Jade Wallace :: Four poems

 

Vanishing Beach

 

At night, the water level rises and the
beach vanishes into the tide.
I stand on the overhanging cliff and
look for shadows of the lost
city under the waves. 

In the morning, the water recedes
and I am given back all I ever missed. 

For a while, I wished I could
live in a small shed on that
ledge overlooking the shore.
But I want these rituals of returning,
fleeing and finding my way back,
to the waves and the tide and the stones
through the mist gathering over and around us. 

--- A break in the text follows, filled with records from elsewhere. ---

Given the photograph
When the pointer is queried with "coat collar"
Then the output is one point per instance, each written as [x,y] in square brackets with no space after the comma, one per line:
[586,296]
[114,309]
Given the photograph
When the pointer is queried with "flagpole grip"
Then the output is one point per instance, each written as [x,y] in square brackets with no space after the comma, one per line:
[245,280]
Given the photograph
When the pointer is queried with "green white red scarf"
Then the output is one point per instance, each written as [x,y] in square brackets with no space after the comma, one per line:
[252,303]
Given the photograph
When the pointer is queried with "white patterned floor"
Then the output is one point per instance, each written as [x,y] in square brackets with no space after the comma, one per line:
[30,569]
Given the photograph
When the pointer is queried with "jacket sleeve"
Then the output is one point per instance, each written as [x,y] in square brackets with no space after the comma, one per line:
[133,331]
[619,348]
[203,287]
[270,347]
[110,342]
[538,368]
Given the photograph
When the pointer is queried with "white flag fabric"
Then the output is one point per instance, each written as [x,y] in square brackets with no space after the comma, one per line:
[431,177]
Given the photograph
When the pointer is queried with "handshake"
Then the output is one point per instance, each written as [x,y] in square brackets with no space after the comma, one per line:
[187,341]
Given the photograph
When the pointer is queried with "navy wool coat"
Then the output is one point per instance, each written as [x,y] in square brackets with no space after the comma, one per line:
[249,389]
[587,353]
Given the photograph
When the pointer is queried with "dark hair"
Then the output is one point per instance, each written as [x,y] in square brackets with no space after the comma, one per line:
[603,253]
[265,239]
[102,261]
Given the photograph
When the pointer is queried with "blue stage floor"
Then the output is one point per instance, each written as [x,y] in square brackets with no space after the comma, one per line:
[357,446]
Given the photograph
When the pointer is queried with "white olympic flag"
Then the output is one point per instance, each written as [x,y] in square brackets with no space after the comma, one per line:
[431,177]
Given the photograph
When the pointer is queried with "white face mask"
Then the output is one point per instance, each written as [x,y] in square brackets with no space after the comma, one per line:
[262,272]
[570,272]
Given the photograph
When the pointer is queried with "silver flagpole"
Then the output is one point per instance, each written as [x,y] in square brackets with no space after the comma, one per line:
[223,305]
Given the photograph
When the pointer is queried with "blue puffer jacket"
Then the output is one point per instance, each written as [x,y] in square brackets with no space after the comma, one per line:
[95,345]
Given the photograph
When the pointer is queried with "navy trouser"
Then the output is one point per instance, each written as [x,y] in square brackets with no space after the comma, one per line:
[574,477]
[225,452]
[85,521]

I like the way that desire takes
the place of disappearance.

  

Nature Has Limited Patience for the Human Condition

 

I think that growing old here
—in the smiling silence between
the ocean and the marshes, among
more crows than neighbours, with
no way out except by fallible car—
would only lead to swelling grief. 

It is a treacherous crawl across the cliff face
to reach the rock I perch on to see the beach.
Twilight is growing like a cloud on my left knee,
which I have already, several times,
dashed carelessly against the stones.
One day, my joints will not withstand the slog. 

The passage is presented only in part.